As a kid I naturally assumed that the place would be awash with Battenburg, swiss roll and angel cake. It took a lot of persuading to disabuse me of this dream. But still, it's a great name for a pub. How many pubs go by such a moniker the length and breadth of the British Isles? Not a lot - if any I would've thought. Not a boring Royal Oak, King's Arms, Gardener's Rest, Church Inn and the like, but the Land O Cakes. Certainly not a manufactured Bag O Shite name like The Fox and Firkin, Slug and Lettuce, Rat and Drainpipe or the ubiquitious Waxy McFergal's Auld Irish Muldoon's Picnic bar.
The Land O Cakes. Unique and instantly recognisable to anyone of Mancunian origin.
'Cept it's not called the Land O Cakes now. Where the words "Land O Cakes" were embossed into the very fabric of the building, some arsehole of a "developer" has attempted to apply whitewash and rewrite history. The pub has rebranded itself "Lord Atterburys" or something, certainly something without an apostrophe anyway, and has "Business Opportunity for Let" boards festooned from each vantage point.
Arf!
The gentrification of central Manchester has, post bomb, rippled to the outskirts of what we would term the City centre. The Northern Quarter north of Picadilly was the last area to be engulfed - as it were - by new money. Ancoats is currently undergoing the Urban Splash treatment. Apartments reclaimed from long derelict mills and places of worship, regeneration of council housing and local businesses. A sense of bridging the past with the present. Ancoats - the world's first industrialised, urban 'village' - bequeathing its original bricks and mortar to the future.
In the middle of all this - betwixt the Northern Quarter and Ancoats, lies the
I'll guarantee you this. Whoever reopens this place will ditch the Lord Atterburys bollocks and revert back to the Land O Cakes - a name that has graced a pub on this site since at least the 1750s. And no doubt the ad-exec who comes up with this innovative rebranding will be hailed as a cutting edge genius and people will talk of meeting in the Land O Cakes again instead of Lord Atterburys (like they ever did!)
I've still not heard whether I will be allowed to leave my place of employ with a semi-decent buttie. The Ivory towers are chock full of middle and upper mangement attempting to figure out how to leverage us lesser beings across more accounts for less money. It's not easy at the top - honest. For a start off you've got to understand what fuckin' "leverage" means in relation to human beings. Today I was working away at a new account I have recently been leveraged onto, when I get a phone call from some management lickspittle requesting my presence at another account I had recently been leveraged to. "No can do" quoth I, "I'm in the process of "delighting" a customer here" (a good 20 miles away on the other side of Manchester). Cue much gnashing of teeth on the other end of the phone and questions like "can't you do something remotely?" Well, possibly, but given the fact that I an employed to sort the stuff out that requires a deskside visit, aka "the stuff that can't be done remotely", I'd guess the answer to that question would be no.
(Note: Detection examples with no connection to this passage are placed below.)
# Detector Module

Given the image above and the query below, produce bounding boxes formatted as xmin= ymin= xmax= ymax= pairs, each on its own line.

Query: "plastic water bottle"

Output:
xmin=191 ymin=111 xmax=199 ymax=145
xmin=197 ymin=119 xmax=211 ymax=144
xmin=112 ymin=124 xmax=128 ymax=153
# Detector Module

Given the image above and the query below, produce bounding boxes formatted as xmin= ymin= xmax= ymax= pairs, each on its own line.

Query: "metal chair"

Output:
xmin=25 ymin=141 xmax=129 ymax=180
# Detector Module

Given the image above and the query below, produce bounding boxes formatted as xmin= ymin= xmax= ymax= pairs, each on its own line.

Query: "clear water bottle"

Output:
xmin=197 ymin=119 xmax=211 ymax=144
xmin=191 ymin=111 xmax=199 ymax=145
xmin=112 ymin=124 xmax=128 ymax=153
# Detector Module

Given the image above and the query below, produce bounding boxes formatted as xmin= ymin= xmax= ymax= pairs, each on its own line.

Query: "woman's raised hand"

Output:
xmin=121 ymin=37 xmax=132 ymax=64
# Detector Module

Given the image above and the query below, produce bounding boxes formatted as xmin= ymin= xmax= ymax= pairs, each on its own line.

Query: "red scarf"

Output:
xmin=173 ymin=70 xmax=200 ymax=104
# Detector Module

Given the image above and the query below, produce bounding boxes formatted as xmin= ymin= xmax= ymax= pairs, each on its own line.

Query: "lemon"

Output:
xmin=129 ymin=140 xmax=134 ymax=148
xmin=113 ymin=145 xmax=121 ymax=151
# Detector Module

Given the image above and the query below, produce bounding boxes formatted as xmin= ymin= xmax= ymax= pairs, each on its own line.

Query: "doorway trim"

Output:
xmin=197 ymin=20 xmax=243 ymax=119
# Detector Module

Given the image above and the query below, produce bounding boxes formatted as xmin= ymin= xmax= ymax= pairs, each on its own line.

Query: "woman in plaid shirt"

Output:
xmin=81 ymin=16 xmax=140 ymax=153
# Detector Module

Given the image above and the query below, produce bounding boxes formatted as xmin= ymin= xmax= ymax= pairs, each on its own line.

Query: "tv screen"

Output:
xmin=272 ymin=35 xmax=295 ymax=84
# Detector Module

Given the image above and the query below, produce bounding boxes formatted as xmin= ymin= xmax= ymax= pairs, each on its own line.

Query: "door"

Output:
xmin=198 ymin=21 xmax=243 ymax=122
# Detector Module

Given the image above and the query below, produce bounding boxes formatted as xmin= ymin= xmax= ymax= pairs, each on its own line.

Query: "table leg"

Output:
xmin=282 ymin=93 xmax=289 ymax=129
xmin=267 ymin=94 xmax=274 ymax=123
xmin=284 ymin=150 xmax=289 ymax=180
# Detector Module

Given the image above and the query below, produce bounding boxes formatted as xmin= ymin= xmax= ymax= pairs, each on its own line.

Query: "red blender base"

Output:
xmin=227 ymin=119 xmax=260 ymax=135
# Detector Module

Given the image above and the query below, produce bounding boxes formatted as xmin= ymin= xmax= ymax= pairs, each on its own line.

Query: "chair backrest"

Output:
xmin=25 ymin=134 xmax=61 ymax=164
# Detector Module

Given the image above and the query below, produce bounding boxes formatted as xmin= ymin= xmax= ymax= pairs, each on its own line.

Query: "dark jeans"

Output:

So I end up listening to a resigned voice on the other end of the phone accepting what I have said but also letting me know that it was all somehow my fault that I couldn't be in two places at once.
Well cheers mate. You'll go far because you certainly motivated me today.
*rubs temples with forefinger and thumb, closes eyes, purses lips and mutters "prick"*
Sunny Greece in two and a half weeks. Can't wait. Question is 'should I take my WiFi enabled laptop' in the hope that there is a rogue WiFi network either in the hotel or nearby?
Decisions, decisions.
******ADDENDUM****** Congrats to Liverpool and, especially, to Mr Alfred the OK. I don't know what Benitez said at half-time but, bugger me......
2 comments:
I fully sympathise with the fate of Manchester. We went for a suit fitting a few weeks ago and thence for a few scoops of God's own tackle. I was appalled...there are no real boozers left anywhere. Even Wigan, that bastion of Northern working class taverns, is now chock full of chav-magnet shiny, well-lit, neon non-events.
And you're right to point out it all happened post-bomb. The signs were there before (Nickleby's?) but the rebuild opened the eyes of the neo-educated chavs and all was lost.
When you get back from your Grecian experience, I cordially invite you to come and have a pint in what I regard as the last of the proper pubs, a mere 1/2 mile from where I sit...the Oddfellows Arms. Food is a permutation of {chips, eggs, sausage, bread} and is served on a Saturday lunchtime only. Otherwise, it's crisps, nuts or pork-scratchings. We could get Alfie to come along too.
Keep taking the pills. And do take your laptop to Greece...you'll regret it if you don't.
I've passed the Land o' Cakes hundreds of times and always wondered where the name originated. According to this link, it could be a Scottish connection.